Thursday, January 29, 2015

Greg Guma for Mayor: Restore NPA Funding

At the Ward 4 / 7 Neighborhood Planning Assembly mayoral forum last night, I announced my support for a resolution passed by the NPA Steering Committee requesting $5,000 a year per NPA to make small grants to community projects.

After the NPA resolution was passed at the group’s quarterly meeting on December 3, 2014, ALL candidates for mayor were asked by the Steering Committee to take a position of the issue. However, when the topic was raised last night, Mayor Weinberger and Steve Goodkind said nothing.
In 1976, as Burlington Youth Coordinator, I worked with the city’s Youth Council and the City Council to look for ways to coordinate programs and services. At that time the Council adopted a resolution that endorsed the concept of neighborhood assemblies. However, it took more than five years and a different mayor to achieve that.

Watch the Debate
At the start each NPA was allocated at least $15,000 to disburse. A large number of initiates were funded, from tree grates to bus shelters and play grounds. But funding gradually declined over the years, and ended completely in 2011. Today each NPA receives just $400, barely enough to cover meeting expenses.
As the NPA Steering Committee noted in its resolution, “de-funding of the NPAs has removed a vital incentive for citizen attendance and participation. When the NPA was a space for the discussion and possible funding of neighborhood improvements, there was a sense that one’s participation could meaningfully shape the future of the neighborhood.”
I agree with the group’s conclusion that small, high-impact grants via NPAs will both improve neighborhoods and revitalize these vital institutions. The amount of funding requested is modest and reasonable, but the impacts would be enormous.
The NPA request concludes by urging each candidate to consider the proposal and respond. Yet the mayor did not comment, and Goodkind focused instead on more administrative consolidation as his priority. I strongly disagree, and noted last night that the Progressive administrations he served centralized too much power in the executive branch, rather that decentralizing power and broadening participation.
Restored funding for NPAs is a small step in the right direction.
During the forum, I also supported two local ballot items – an advisory vote on non-citizen voting and participation on boards and other city bodies – called for raising the local minimum wage, and said zoning for the South End’s industrial/cultural enterprise zone that keeps it affordable for artists and other innovators should not be changed, as is currently being considered.
I again called on the city to become more involved in the future of 33 acres in the North End owned by Burlington College.
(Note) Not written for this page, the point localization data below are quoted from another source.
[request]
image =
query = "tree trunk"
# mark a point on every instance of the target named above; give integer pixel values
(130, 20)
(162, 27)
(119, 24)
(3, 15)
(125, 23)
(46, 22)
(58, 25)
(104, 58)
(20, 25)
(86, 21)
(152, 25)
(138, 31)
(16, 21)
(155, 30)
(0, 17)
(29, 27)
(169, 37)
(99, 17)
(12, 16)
This is also an issue for the Ward 4 / 7 NPA. At a recent meeting, the NPA asked for more accountability for funds expended to conserve land and open space, and the use of such funds to leverage conservation of the BC/Diocese fields for public use, as well as the other remaining open space, forest, waterfront shoreline, and historical areas on the site.
Mayor Weinberger and Mr. Goodkind also chose to say nothing about that.